The antidote, unfortunately, takes a long time to fully take effect. Dick holds Damian in his arms the entire time. He keeps his eyes closed. And eventually, Bruce directs them both to lie on a cot in the medbay.
Dick doesn't argue and, surprisingly, neither does Damian. Dick eventually falls into a restless sleep.
When Dick wakes up, the world doesn't seem so dark and gray. It's not bright and sunny, sure, but it's clearer, and there's something to be said for that when Dick's world has been murky water for the past week. It's refreshing, and a weight's been lifted off of Dick's shoulders. One he hadn't even known was there.
Damian's still in his arms, sleeping softly, and Tim's nowhere to be found. Bruce, though, is working on a laptop in a chair next to the cot, bags under his eyes, looking a lot more tired than Dick last remembers. He wonders if that's just because he'd been so whammied by the fear toxin he hadn't noticed or if it's because of the fear toxin. The waiting.
Maybe it's both.
"Hey," Dick says softly.
Bruce looks up, face softening minutely. "Hey."
"Thanks for coming."
"Always," Bruce promises.
Dick knows it's true, but he can't bring himself to do much more than give Bruce a shaky smile. The world is clearer, but it doesn't mean he doesn't remember what he had seen. What he'd been thinking. He remembers everything.
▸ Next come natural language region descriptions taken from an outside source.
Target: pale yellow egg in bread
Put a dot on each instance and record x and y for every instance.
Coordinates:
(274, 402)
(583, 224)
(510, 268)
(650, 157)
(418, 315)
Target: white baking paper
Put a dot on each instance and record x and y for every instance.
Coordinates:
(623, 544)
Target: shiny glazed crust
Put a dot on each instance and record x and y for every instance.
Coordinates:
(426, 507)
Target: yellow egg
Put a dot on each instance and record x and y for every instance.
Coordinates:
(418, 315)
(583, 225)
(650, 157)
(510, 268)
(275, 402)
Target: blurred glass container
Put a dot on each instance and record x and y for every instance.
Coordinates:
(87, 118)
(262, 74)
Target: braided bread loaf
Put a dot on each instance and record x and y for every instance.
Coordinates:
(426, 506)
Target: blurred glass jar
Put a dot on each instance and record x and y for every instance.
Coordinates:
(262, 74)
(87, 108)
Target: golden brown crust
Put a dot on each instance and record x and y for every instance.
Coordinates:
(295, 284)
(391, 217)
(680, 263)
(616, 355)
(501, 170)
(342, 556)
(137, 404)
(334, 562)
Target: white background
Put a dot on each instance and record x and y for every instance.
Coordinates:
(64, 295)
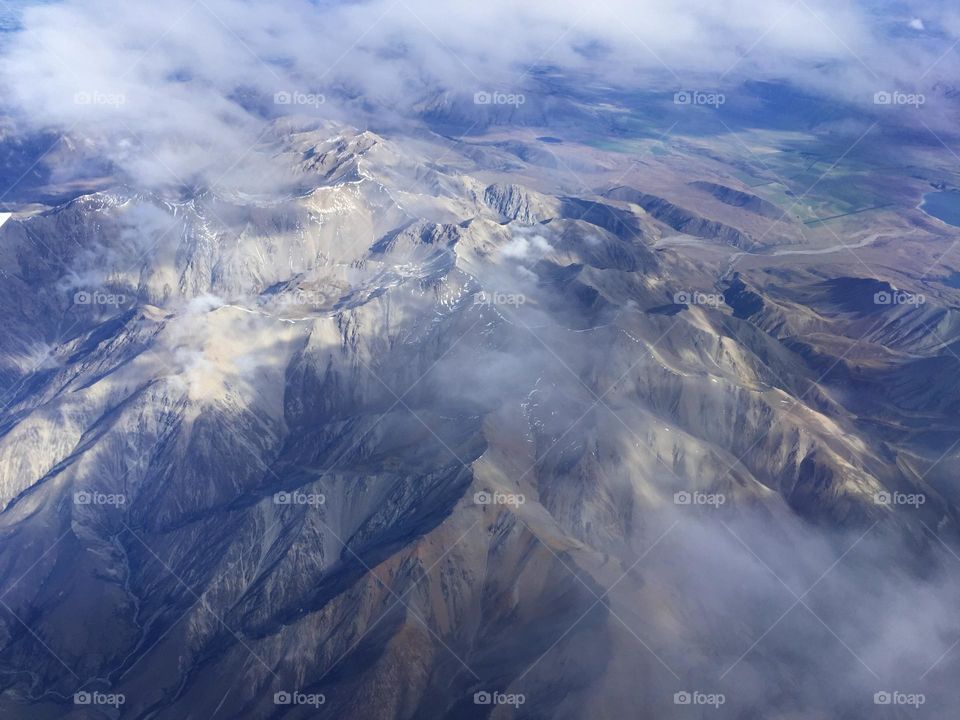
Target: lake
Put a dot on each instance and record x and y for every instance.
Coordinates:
(944, 205)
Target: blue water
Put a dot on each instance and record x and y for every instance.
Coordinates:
(944, 206)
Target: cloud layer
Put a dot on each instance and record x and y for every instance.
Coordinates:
(179, 92)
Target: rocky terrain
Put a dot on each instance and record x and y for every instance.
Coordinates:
(431, 423)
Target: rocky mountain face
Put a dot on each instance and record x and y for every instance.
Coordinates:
(418, 440)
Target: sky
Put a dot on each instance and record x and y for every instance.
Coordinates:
(178, 92)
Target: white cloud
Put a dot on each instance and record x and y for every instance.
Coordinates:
(177, 92)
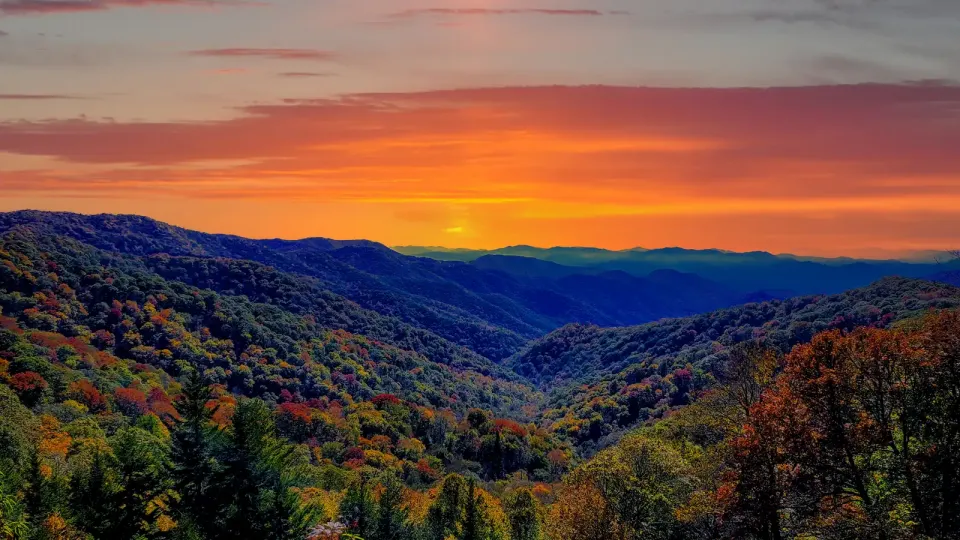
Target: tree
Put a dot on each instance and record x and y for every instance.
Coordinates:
(523, 513)
(195, 471)
(391, 515)
(358, 509)
(446, 515)
(476, 522)
(13, 518)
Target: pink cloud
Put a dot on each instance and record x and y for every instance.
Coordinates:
(615, 146)
(493, 11)
(36, 97)
(40, 7)
(274, 54)
(304, 74)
Especially the screaming. Especially Bruce's hands.
"I was really scared," Dick tells him. "I thought I was losing my mind."
"It was just the fear toxin, Dick."
"Yeah." Dick sighs and stares up at the endless cavern above him. "Yeah, but it felt real. I thought I was going to have to stare at—at Damian forever. That it was never going to go away. It was awful."
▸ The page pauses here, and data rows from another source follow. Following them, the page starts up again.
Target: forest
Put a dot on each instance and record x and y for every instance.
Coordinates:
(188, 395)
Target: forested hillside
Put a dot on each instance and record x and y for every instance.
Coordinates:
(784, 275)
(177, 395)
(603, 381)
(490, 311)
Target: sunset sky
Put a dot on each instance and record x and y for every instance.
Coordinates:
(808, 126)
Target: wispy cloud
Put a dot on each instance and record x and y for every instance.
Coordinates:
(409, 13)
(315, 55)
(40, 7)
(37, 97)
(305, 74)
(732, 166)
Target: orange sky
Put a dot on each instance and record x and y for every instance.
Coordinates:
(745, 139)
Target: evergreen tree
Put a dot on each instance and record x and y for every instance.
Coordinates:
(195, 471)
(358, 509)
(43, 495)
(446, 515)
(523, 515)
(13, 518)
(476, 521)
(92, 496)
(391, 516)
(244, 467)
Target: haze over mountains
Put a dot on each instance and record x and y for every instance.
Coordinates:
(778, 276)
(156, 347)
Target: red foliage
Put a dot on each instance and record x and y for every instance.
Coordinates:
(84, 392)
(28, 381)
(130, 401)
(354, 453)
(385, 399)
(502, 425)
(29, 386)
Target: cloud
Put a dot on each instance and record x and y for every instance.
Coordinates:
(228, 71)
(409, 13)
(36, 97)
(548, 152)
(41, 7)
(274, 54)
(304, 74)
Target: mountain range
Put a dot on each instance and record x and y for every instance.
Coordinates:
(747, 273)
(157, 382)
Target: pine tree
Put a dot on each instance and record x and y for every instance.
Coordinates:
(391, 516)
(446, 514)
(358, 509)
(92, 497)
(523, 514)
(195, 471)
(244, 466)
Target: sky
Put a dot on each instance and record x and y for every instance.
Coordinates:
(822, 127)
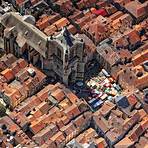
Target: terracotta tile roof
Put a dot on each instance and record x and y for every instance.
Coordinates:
(68, 129)
(125, 142)
(8, 74)
(58, 95)
(37, 125)
(58, 138)
(72, 111)
(106, 108)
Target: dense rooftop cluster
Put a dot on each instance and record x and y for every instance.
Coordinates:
(74, 73)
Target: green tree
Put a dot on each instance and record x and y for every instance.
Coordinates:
(2, 110)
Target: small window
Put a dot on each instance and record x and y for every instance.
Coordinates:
(59, 53)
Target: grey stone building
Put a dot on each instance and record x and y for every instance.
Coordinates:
(61, 55)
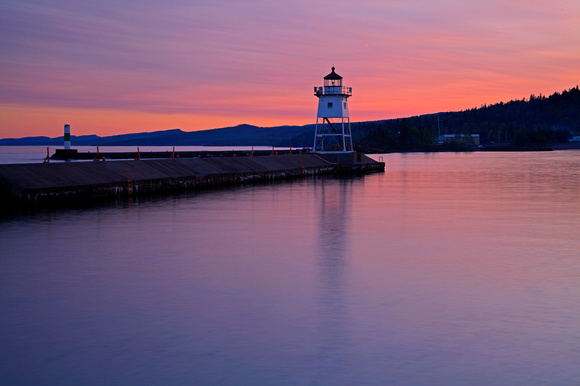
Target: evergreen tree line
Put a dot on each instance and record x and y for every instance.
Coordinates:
(528, 122)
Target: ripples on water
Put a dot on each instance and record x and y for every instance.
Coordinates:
(447, 269)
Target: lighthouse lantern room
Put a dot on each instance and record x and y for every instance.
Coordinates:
(333, 134)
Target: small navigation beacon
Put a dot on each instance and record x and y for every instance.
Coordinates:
(333, 134)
Dick chokes on the last word.
Bruce doesn't say anything to that. He usually doesn't. But he does close his laptop, lean forward, and brush the hair away from Dick's forehead. "Go to sleep, Dick. Damian isn't going anywhere."
"Right," Dick says, taking a deep breath. Damian shifts, and Dick rubs a hand up and down his back. He doesn't wake up. Speaking of little brothers, though—
"Where'd Tim go?" Dick wonders.
"He went back home," Bruce sighs. "He said he was going to give you two some space."
Dick hums, but he's starting to feel sleepy again with Bruce smoothing his hair back, and Damian tucked into his side, and the antidote running through his veins fighting against the toxin. He'll have to have a talk with Tim—and soon—but for now, Dick closes his eyes, and he's not afraid to sleep.
See, it starts with Dick, alone in Blüdhaven. It continues with Dick losing his mind. And it ends with Dick and Damian and Bruce.
It happens like this. And Dick, well. He endures. Just like he always does. Nothing's solved, not really, but his little brother is here. His dad is here. He thinks that for now, it's enough.